Contact lenses sharpen our blurry vision, and free us from the hassle of pushing sliding glasses back up our noses. But the future of contacts is nigh: Researchers have created a super-thin infrared sensor that could lead to the development of night vision contact lenses.
Night vision, presently, is a rather clunky technology — epitomized in the rainy Tyrannosaurus rex scene in the original Jurassic Park. To see in the dark, a person dons a set of binocular-shaped goggles strapped to the head. The devices also produce a lot of heat, so they need to be cooled, adding to the overall volume of mechanics required.
Now, researchers from the University of Michigan are close to packing night vision’s clumsiness into technology that fits on your fingertip. They built a super-thin infrared light sensor using graphene — a material that’s a single carbon atom in thickness — that could be stacked on contact lenses or integrated into smart phone cameras for handy night vision.
If you look at graphite under a microscope, it’s comprised of thin layers of stacked carbon. If you separate these layers repeatedly until you reach a single layer, you’re left with super-conducting, strong, ultra-thin graphene.
Scientists already know that graphene can absorb the entire infrared spectrum, as well as visible light and ultraviolet light. However, it’s been difficult to coax the material into absorbing enough light to produce an electrical signal. The team from Michigan engineered a new way to boost the sensitivity of graphene in order to generate an electric signal from infrared light.
They did this by sandwiching an insulating barrier between two layers of graphene, and adding an electrical current to the bottom layer. When infrared light hit the top layer of graphene, it dislodged electrons as it normally would — but courtesy of the electric current, the pattern of electron movement was amplified and could be used to reconstruct the infrared image.
The researchers published their findings in the journal Nature Nanotechnology.
Seeing the Light
The new graphene sensor operates at room temperature without cooling mechanisms, which keeps its design very small. The prototype researchers have built is smaller than a pinky nail, and can be scaled down to an even smaller size.

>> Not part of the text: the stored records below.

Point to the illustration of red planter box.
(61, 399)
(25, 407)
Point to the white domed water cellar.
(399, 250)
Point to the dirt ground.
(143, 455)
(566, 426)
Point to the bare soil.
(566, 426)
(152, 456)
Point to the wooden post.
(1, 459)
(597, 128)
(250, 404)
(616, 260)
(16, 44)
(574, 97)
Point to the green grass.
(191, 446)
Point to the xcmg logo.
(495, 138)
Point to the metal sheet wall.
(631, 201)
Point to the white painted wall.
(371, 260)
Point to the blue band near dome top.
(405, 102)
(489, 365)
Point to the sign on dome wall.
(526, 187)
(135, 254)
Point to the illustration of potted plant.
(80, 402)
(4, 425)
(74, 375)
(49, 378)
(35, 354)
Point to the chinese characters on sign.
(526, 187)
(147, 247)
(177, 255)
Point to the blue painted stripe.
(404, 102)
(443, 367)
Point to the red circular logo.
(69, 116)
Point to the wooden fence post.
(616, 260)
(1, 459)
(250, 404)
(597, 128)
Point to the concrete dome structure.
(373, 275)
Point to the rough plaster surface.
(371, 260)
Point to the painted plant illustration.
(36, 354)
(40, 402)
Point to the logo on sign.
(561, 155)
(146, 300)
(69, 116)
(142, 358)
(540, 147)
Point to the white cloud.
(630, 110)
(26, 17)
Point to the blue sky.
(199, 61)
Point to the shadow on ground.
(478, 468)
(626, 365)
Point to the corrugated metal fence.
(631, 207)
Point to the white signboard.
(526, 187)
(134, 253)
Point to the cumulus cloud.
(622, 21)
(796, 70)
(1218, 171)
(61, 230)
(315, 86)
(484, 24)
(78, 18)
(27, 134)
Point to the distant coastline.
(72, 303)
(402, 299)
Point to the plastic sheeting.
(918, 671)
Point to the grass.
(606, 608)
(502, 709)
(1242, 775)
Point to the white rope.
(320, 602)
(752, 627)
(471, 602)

That small size means it could someday be affixed as an infrared sensor on, say, Google Glass, or on a contact lens. (Technology to display the image thus produced has been demonstrated in contact lenses too.)
“Our work pioneered a new way to detect light,” Zhaohui Zhong, assistant professor of electrical and computer engineering said in a news release. “We envision that people will be able to adopt this same mechanism in other material and device platforms.”
Predator vision: no longer a far-fetched 1987 sci-fi film fantasy.